A few hours ago I attended a first hearing held by the Munich I Regional Court on a Nokia v. HTC patent infringement complaint. The patent-in-suit is EP1246071 on a "method of configuring electronic devices". Unless this patent is invalidated, which won't happen to the German part of this patent before 2014 at the earliest, it's hard to see how any Android device maker would not want to license it. Workarounds are possible but would come with reductions in functionality and/or easy of use for USB connections of smartphones and tablet computers to desktop computers.
As an Android user I make use of the patented functionality on almost a daily basis. I use a USB cable to connect my phone (presently, a Galaxy Note II) to my Windows desktop. Windows then offers several choices for the purpose of the connection. Most of the time I just want to access files (photos etc.) stored on the phone, using it like an external USB storage medium. Alternatively, I could run a synchronization program. Or a user might want to use a smartphone as a USB wireless modem. These different use cases require different device drivers, and depending on my choice, the right one will be activated (and, if necessary, installed in the first place). I can also select a default connection type, which will then be activated automatically.
Nokia's EP'071 patent claims that the prior art had an important downside: each device used to appear to the PC "as a single function device", and the device driver tied to the device would always be limited to that single function, which the patent says "abrogates the multifunctionality of the device". For a single-function device like a mouse, there's no need for different device drivers: one driver can do the job.
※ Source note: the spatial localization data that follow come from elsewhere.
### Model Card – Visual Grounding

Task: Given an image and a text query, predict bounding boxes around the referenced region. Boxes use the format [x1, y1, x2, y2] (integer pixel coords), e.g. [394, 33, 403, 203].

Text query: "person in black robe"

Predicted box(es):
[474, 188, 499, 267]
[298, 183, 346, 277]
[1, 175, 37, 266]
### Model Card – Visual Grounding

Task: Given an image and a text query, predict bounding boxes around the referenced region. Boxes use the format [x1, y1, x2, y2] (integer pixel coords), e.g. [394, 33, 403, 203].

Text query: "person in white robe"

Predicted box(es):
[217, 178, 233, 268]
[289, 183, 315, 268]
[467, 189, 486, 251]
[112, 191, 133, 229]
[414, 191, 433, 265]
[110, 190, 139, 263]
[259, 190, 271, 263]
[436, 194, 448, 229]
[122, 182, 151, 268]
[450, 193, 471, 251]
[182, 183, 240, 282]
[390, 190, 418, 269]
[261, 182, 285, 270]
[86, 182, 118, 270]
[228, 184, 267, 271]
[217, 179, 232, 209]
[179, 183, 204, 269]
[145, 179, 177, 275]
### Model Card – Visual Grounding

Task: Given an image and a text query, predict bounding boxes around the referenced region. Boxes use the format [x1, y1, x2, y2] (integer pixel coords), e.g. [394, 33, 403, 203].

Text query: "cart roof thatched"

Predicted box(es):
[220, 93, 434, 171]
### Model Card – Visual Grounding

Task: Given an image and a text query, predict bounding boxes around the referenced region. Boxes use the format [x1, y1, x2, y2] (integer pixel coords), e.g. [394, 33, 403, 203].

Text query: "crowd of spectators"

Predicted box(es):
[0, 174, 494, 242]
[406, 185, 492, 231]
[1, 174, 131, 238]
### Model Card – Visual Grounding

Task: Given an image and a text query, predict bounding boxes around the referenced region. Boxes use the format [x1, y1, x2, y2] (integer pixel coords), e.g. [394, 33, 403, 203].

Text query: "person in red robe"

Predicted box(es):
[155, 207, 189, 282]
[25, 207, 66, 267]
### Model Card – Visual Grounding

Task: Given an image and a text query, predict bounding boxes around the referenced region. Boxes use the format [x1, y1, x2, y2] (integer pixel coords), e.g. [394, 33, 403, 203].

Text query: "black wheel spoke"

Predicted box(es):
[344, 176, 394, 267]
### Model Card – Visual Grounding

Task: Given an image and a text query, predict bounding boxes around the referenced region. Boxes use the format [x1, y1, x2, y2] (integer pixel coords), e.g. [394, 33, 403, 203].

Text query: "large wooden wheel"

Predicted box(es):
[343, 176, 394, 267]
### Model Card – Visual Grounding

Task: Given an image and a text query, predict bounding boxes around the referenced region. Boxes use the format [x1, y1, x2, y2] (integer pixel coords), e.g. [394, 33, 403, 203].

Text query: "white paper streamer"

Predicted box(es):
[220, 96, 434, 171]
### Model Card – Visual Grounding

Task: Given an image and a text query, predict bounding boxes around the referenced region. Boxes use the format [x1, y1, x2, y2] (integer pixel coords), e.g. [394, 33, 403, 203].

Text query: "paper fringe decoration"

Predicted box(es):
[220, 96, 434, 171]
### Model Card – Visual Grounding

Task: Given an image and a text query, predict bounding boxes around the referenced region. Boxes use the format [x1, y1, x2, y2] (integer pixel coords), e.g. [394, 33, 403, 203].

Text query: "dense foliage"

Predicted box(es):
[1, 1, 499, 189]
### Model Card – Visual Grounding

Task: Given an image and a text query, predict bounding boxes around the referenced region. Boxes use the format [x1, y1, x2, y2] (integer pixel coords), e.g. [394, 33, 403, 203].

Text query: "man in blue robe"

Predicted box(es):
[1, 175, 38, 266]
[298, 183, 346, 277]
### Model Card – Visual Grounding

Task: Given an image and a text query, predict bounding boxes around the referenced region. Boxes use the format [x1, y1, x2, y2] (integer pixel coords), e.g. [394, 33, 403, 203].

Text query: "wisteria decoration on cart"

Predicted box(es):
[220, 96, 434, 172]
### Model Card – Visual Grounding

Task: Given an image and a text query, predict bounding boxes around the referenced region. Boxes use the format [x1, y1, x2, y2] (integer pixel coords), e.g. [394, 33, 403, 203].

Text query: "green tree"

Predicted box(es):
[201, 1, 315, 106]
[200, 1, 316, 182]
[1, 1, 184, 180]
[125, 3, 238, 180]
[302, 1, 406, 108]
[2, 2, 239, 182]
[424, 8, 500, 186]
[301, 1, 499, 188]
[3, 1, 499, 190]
But a modern-day smartphone is the epitome of multifunctionality.
I wouldn't say in a headline that a technology "appears to infringe" a particular patent without some extraordinarily strong indications. HTC, represented by the Hogan Lovells firm, didn't make much of a non-infringement argument at today's hearing. Nokia's lead counsel in this action, Christian Harmsen of Bird & Bird, characterized HTC's non-infringement theories as "tactics"(rather than substance), and that was also my impression. HTC's lead counsel started by disputing infringement but toward the end of his statement it became clear that his (and his client's) hopes primarily rest on a nullity (invalidation) action filed in early October with the (also Munich-based) Federal Patent Court ("Bundespatentgericht"), which definitely won't go to trial before 2014 (HTC has until April 2013 to substantiate its complaint) and which was not discussed at today's first hearing (validity issues will come up at the second hearing, tantamount to a trial, on September 18, 2013). And even though the court's preliminary inclination came with the caveat that the complaint had not laid out Nokia's infringement theory with the degree of particularity that Judge Andreas Mueller ("Müller" in German) and his fellow members of the panel would have liked to see, the court does see a credible infringement claim here. Yesterday I mentioned that Judge Mueller is hard to convince of any infringement theory. Of all German patent infringement judges I know, he's by far and away the most challenging one for plaintiffs. So if even he believes, on a preliminary basis and even without a sufficiently self-explanatory complaint, that there is an infringement, that means something. It's like that famous line from "New York, New York": "If you can make it there, you can make it anywhere."
Nokia is accusing particular HTC devices of infringement, but its infringement contentions also include two Android versions. I don't know which ones, but I've used numerous Android versions since 2010 and all of them allowed the multifunctional USB connections I described above. Right now this patent is only HTC's problem, but Google and its entire Android ecosystem have reason for concern. But they don't need to be concerned since Nokia is willing to extend a license covering its portfolio of non-standard-essential patents (it has already broadly licensed its SEPs) to Android device makers like HTC.
This week Microsoft announced Android patent license deals number 16 and 17. 16 of those 17 deals cover Microsoft's patents, one of them relates to Apple's patents and comes with an anti-cloning provision. HTC was first to take a royalty-bearing license to Microsoft's patents, first to take a royalty-bearing (and anti-cloning) license to Apple's patents, and HTC will also license Nokia's non-standard-essential patents (again, it has already licensed the standard-essential ones) in the near term. And there are other right holders, such as Ericsson, who also want to get paid for the use of their intellectual property. Google and its ecosystem are standing on the shoulders of giants from an intellectual property point of view.